In 2012, more than 36 grants totaling more than $95,000 were awarded to families in Arizona. Nationwide, more than 1,300 grants, worth more than $4.1 million, were awarded for treatments associated with medical conditions such as cancer, spina bifida, muscular dystrophy, diabetes, hearing loss, autism, cystic fibrosis, Down syndrome, ADHD and cerebral palsy. As successful fund-raising efforts continue to grow, UHCCF is hoping to help more children and families in 2013.

hearing loss

Listen Up! Hidden Danger In Popular Toys: Hearing Loss

Toys come with a lot of warnings: Not suitable for children under three years; small parts may present choking hazards; use under adult supervision. Labels on electronic toys list the voltage while others confirm non-toxic materials. If a toy proves to be harmful, it is quickly recalled as toy manufacturers make safety a priority.

Or do they?

One thing toy warning labels don’t tell you is if the product is too loud, compromising your child’s hearing.

Noise-induced hearing loss is the No. 1 type of hearing loss, and the number of children with this condition has doubled in recent years. In fact, one in five children under the age of 12 has some degree of hearing loss. Much of it can be attributed to loud toys; but how do you know when loud is too loud?

Sherri Collins, the executive director of the Arizona Commission for the Deaf and the Hard of Hearing (ACDHH), says 85 decibels (dB), which is about as loud as an alarm clock, is the maximum volume a child should be exposed to and for no more than eight hours. Decibels are a unit of measurement to gauge volumes and used in several industries, including construction and engineering, to ensure safety.

Sounds over 100 dB — equivalent to the volume of a motorcycle while riding — can damage hearing in less than 15 minutes of exposure. According to the Sight and Hearing Association, 12 of the top 20 most popular toys sold this holiday season tested above 100 dB when held close to the ear — and dangerously close to the 85 dB max when held at approximately arm’s length. The problem is kids don’t always hold their toys away from their ears, and some are even intended to be held near the face.

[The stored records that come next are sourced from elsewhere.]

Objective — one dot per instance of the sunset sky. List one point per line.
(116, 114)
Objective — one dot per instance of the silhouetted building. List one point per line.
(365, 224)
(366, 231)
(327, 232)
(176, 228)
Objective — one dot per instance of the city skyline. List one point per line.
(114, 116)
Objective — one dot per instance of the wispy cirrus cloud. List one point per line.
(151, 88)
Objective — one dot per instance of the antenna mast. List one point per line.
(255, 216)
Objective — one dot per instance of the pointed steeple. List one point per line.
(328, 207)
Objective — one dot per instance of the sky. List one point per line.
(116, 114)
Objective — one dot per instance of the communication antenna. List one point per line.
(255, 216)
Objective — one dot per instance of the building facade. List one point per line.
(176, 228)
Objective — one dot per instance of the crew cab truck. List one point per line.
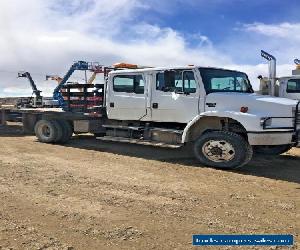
(215, 110)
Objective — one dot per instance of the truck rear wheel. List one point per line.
(272, 150)
(222, 149)
(47, 131)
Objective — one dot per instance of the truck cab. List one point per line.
(180, 105)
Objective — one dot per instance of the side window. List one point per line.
(189, 82)
(179, 80)
(292, 86)
(226, 83)
(129, 84)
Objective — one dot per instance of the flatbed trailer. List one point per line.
(81, 122)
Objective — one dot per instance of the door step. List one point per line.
(138, 141)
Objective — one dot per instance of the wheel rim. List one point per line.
(218, 151)
(46, 132)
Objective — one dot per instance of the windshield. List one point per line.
(293, 86)
(220, 80)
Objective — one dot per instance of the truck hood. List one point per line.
(257, 104)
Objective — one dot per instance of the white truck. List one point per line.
(287, 86)
(215, 110)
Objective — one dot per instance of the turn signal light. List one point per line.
(244, 109)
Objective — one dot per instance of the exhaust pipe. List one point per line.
(272, 71)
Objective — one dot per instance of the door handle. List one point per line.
(155, 105)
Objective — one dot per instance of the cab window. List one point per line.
(129, 84)
(293, 86)
(178, 81)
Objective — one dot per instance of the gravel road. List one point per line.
(91, 194)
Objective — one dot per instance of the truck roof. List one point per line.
(290, 77)
(164, 68)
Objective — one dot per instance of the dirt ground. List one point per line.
(90, 194)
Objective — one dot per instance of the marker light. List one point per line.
(244, 109)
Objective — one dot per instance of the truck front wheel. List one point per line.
(222, 149)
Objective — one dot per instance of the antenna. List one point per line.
(272, 70)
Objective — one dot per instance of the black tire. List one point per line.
(239, 151)
(67, 131)
(47, 131)
(99, 134)
(272, 150)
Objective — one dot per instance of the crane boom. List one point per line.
(35, 90)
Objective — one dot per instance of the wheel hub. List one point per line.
(218, 151)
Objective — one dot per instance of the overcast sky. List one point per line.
(46, 36)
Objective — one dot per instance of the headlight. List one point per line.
(265, 122)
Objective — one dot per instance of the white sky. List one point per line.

The top five most harmful noisy toys this year are:

  1. Disney Pixar Toy Story Talking Figure Buzz Lightyear by Mattel, Inc.: 111 dB near the ear, 81.6 dB at arm’s length
  2. Nickelodeon Teenage Mutant Ninja Turtles Leonardo’s Electronic Sword by Playmates Toys: 109.2 dB near the ear, 81.6 dB at arm’s length
  3. Dora the Explorer/Dora’s Desert Friends by Publications Int’l., Ltd.: 108.2 dB near the year, 80.4 dB at arm’s length
  4. Barbie Little Learner Laptop by Oregon Scientific – 108 dB near the ear, 83.8 dB at arm’s length
  5. Playskool/123 Sesame Street Let’s Rock Grover Microphone by Hasbro: 107.3 dB near the ear, 79.3 at arm’s length

And that’s just for children’s toys. Video games and MP3 players, all of which can produce decibel levels that exceed safe limits, can, over time, cause hearing loss. The Arizona Commission for the Deaf and the Hard of Hearing suggests monitoring your children when watching TV or listening to music and advise them not to go past a certain volume or spend more than a few hours being exposed. If you can hear your child’s music while he or she is wearing headphones, his/her music is much too loud.

In addition, children should be regularly screened for hearing loss — something that is not done by doctors during a yearly check-up. By detecting the early onset of hearing loss, appropriate measures can be taken to prevent further damage.